Elasticsearch and CDH 5.4 Installation

I have a 1 node (Psuedo Cluster) CDH 5.4 with the latest version of the ES. I have downloaded the es-hadoop as well. What do I need to do to link ES and es-hadoop? I don't understand the installation instructions at the github. Thanks!

The maybe the reference documentation, linked in the README will help.

Here is my first attempt at a Map Reduce with Input in ES and Output in HDFS.



hadoop jar mrinpes.jar MRInpES temperature/logs output -libjars elasticsearch-hadoop-mr-2.1.2.jar

mrinpes.jar is in the 1st directory and elastic-hadoop jars are in the 2nd directory of the HADOOP_CLASSPATH

I still get the error: Exception in thread "main" java.lang.NoClassDefFoundError: org/elasticsearch/hadoop/mr/EsInputFormat

Searching the elasticsearch jar file...The class file is there...
[anant@psvc01nodecdh4 jarfiles]$ jar tvf /opt/esh/dist/elasticsearch-hadoop-mr-2.1.2.jar | grep "EsInputFormat"
2068 Thu Oct 29 17:47:36 MST 2015 org/elasticsearch/hadoop/mr/EsInputFormat$AbstractWritableShardRecordReader.class
1867 Thu Oct 29 17:47:36 MST 2015 org/elasticsearch/hadoop/mr/EsInputFormat$JsonWritableShardRecordReader.class
3676 Thu Oct 29 17:47:36 MST 2015 org/elasticsearch/hadoop/mr/EsInputFormat$ShardInputSplit.class
9248 Thu Oct 29 17:47:36 MST 2015 org/elasticsearch/hadoop/mr/EsInputFormat$ShardRecordReader.class
3336 Thu Oct 29 17:47:36 MST 2015 org/elasticsearch/hadoop/mr/EsInputFormat$WritableShardRecordReader.class
7199 Thu Oct 29 17:47:36 MST 2015 org/elasticsearch/hadoop/mr/EsInputFormat.class

The Hadoop version:

[anant@psvc01nodecdh4 jarfiles]$ hadoop version
Hadoop 2.6.0-cdh5.4.5
Subversion http://github.com/cloudera/hadoop -r ab14c89fe25e9fb3f9de4fb852c21365b7c5608b
Compiled by jenkins on 2015-08-12T21:12Z
Compiled with protoc 2.5.0
From source with checksum d31cb7e46b8602edaf68d335b785ab
This command was run using /usr/lib/hadoop/hadoop-common-2.6.0-cdh5.4.5.jar

Can anyone help me with this issue? What am I missing?

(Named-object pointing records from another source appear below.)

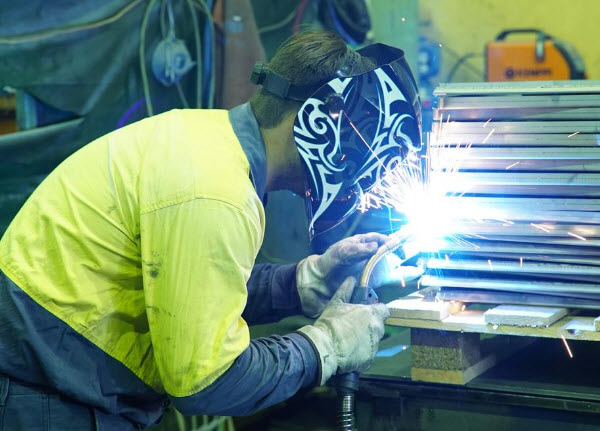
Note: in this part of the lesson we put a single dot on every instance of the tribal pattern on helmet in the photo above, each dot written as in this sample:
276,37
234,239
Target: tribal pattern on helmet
349,133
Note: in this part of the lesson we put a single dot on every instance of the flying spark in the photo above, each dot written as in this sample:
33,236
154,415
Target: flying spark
489,135
540,227
577,236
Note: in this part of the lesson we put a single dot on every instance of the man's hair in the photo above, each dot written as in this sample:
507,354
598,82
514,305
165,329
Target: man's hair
306,58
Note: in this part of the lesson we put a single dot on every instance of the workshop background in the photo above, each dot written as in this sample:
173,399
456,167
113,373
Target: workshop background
73,71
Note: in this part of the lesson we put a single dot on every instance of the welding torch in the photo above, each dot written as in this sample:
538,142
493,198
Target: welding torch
347,384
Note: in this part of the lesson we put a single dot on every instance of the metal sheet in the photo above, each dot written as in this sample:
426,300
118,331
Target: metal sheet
517,102
542,204
513,267
499,297
516,139
489,230
523,87
479,114
583,290
517,250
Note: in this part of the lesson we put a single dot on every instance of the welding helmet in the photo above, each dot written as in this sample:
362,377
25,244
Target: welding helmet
351,130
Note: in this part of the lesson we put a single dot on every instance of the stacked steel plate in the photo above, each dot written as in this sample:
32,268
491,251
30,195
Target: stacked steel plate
525,162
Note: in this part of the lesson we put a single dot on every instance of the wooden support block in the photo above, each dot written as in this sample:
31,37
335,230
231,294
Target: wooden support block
524,315
453,357
443,350
416,307
454,377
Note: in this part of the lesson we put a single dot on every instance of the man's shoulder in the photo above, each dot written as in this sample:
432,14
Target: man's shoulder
198,156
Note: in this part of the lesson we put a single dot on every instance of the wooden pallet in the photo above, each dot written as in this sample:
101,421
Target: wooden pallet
445,336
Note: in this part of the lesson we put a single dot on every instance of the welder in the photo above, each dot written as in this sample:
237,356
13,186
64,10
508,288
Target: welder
128,279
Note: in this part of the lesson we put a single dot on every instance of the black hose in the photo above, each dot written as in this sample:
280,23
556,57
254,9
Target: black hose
346,386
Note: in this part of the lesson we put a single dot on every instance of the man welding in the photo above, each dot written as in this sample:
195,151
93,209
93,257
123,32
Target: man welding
128,277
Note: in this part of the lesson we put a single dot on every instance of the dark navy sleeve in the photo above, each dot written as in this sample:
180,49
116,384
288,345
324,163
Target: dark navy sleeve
269,371
272,294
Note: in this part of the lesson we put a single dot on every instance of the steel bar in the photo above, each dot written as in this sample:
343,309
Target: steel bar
483,138
488,230
565,127
531,87
479,114
518,102
499,297
517,249
514,267
517,203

You have not setup the classpath properly. HADOOP_CLASSPATH doesn't really work since many times it is computed automatically by the Hadoop scripts and thus it might be overwritten.

Do not that libjars only works if your code uses GenericToolOptions and Tools - if not, it's better to simply embed the jar within your own and thus not have to worry about it.